Growing a Better Future for Ghana’s Youth

Publication Date: 
August 10, 2017

George almost left his home country of Ghana for the uncertain promise of better opportunity in Europe. Now, this 33-year-old former Salesian student aspires to teach other young people how to build a more sustainable future at home.

“I have a great and wonderful dream: eating what I cultivate, and sustaining my country -- maybe even all of Africa -- through my agricultural production,” says George. “And I want to be a living example to help others to understand that agriculture is a great opportunity, and a viable alternative to leaving Ghana.”

George’s ideas may seem somewhat revolutionary, especially in a country whose ongoing battle with income inequality; educational disparities; and a lack of adequate water, sanitation and other vital infrastructure seems to suggest that such opportunities are futile. In fact, a lack of hope drives thousands of youth away each year. During their journeys across the desert they are exposed to dangerous conditions such as for human trafficking. But it is precisely these situations that George hopes to combat, one small-scale farm at a time.

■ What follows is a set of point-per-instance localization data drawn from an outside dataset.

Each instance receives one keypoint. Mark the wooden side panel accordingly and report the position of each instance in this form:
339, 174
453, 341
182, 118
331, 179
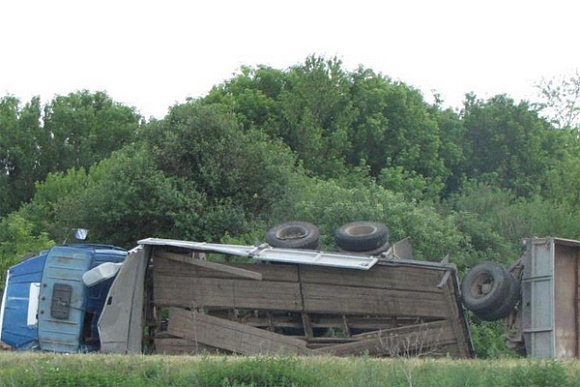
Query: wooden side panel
229, 335
419, 339
380, 276
282, 273
358, 300
194, 292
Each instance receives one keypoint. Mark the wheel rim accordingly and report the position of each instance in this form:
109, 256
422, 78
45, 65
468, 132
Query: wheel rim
360, 230
293, 232
482, 286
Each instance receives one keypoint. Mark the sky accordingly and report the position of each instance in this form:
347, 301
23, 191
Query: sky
154, 54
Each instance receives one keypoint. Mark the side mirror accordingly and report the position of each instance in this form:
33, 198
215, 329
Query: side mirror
81, 234
101, 273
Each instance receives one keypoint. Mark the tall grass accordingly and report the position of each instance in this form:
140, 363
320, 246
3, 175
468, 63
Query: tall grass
37, 369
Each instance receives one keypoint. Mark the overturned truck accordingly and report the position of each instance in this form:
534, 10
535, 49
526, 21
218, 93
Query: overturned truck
284, 296
283, 301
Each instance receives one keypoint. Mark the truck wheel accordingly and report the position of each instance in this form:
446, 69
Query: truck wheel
485, 288
362, 236
294, 235
508, 303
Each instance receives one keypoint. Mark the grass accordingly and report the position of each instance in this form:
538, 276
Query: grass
42, 369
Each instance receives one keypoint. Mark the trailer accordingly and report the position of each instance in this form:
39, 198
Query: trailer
178, 297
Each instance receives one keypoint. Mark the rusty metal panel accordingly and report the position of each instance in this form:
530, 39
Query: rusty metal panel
121, 323
565, 286
538, 298
550, 298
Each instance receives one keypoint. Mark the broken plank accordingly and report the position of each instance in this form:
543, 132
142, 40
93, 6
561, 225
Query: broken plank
191, 292
236, 271
348, 300
383, 277
418, 339
229, 335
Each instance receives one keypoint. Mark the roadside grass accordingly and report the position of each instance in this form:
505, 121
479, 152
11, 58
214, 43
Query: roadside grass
91, 370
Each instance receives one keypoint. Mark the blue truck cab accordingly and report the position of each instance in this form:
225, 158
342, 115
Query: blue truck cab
47, 306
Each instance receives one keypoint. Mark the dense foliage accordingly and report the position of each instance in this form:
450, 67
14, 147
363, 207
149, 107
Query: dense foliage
314, 142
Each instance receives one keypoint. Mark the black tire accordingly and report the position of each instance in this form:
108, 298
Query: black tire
294, 235
362, 236
508, 304
485, 288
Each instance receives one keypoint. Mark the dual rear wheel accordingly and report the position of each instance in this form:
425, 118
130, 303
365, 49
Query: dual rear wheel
359, 237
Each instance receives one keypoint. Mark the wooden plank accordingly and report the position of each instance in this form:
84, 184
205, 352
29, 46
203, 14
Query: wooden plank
405, 341
456, 319
307, 325
179, 346
236, 271
372, 301
229, 335
269, 272
413, 278
360, 322
226, 293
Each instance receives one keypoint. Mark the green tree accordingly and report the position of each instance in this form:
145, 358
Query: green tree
560, 100
17, 238
84, 128
20, 147
506, 144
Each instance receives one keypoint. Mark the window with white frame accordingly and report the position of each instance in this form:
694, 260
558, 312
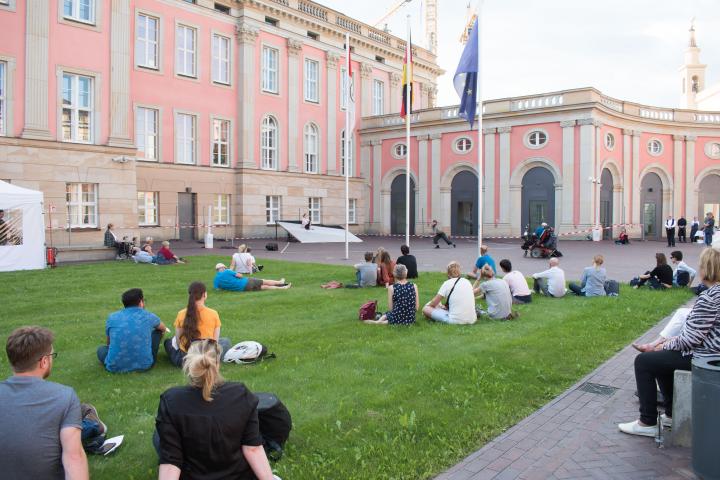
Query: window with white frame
146, 132
147, 41
269, 143
82, 205
3, 101
77, 108
342, 155
270, 69
352, 210
221, 209
79, 10
312, 80
221, 142
272, 209
314, 209
185, 51
185, 138
312, 148
378, 97
148, 208
221, 59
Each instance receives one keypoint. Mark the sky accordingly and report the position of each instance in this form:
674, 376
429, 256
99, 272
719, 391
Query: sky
627, 49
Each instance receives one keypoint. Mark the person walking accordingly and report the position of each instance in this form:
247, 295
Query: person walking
670, 230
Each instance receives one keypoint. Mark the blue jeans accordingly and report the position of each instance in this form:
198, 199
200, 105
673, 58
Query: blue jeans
154, 345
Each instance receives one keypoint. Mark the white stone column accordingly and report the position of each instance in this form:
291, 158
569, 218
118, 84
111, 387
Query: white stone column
489, 180
247, 91
691, 194
435, 157
587, 170
421, 208
366, 90
378, 210
294, 132
331, 62
37, 93
120, 42
568, 172
506, 224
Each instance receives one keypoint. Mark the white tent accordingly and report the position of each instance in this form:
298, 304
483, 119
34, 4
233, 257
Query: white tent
22, 229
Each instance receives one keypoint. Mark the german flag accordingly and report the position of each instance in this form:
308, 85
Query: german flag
407, 78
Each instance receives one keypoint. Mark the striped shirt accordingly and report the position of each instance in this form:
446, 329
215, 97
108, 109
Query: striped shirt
700, 336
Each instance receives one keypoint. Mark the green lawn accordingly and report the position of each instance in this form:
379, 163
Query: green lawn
368, 402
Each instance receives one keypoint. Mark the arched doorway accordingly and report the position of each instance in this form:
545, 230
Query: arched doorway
397, 206
651, 201
538, 198
709, 197
463, 201
606, 203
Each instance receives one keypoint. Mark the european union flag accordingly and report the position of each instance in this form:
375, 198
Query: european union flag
466, 77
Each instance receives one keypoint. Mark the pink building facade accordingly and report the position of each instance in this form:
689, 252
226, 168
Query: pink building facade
165, 116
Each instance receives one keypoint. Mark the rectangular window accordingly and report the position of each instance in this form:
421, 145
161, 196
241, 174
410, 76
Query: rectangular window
221, 212
221, 59
77, 108
146, 42
146, 132
272, 209
270, 70
185, 45
185, 138
221, 143
314, 204
82, 205
79, 10
378, 97
312, 81
352, 209
147, 208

Together with Stop Human Trafficking -- a global, Salesian-led education and prevention campaign launched in October 2015 -- Salesian missionaries in the rural Brong-Ahafo region of Ghana have also introduced a new agricultural project. This program will teach local farmers how to move away from their traditional slash-and-burn techniques, and toward a self-contained form of production that does not deplete the area of vegetation, water reserves and soil nutrients.

“Slash-and-burn may provide newly-cleared areas on which to plant, but after one season, farmers must find new plots due to nutrient loss and soil infertility,” explains Father Krzysztof Nizniak, a Salesian missionary helping to lead the project in Ghana. “As more and more areas are burned, fewer and fewer plots -- and opportunities to work -- are available. We hope this new project will help build true community resilience, where local farms can both drastically reduce food insecurity and provide meaningful employment opportunities for youth.”

Since its founding, Stop Human Trafficking has prioritized projects in those countries whose youth are most at risk for migration, and subsequent exploitation and abuse. With funding from the organization, this new agricultural project will first install wells on four specially selected farms. Then, it will employ experienced tutors to teach other local farmers how to manage their small plots of land to ensure continued food productivity.

As a former student of the Don Bosco Agricultural Technical School in Sunyani, Ghana, George is a perfect tutoring candidate -- and he looks forward to his new responsibility. “I believe Ghana’s future starts with the earth,” he says.

“We believe in George’s strong will and his dedication,” says Fr. Krzysztof. “And we are convinced with the right support, he will become an important point of reference for the area’s future farmers.”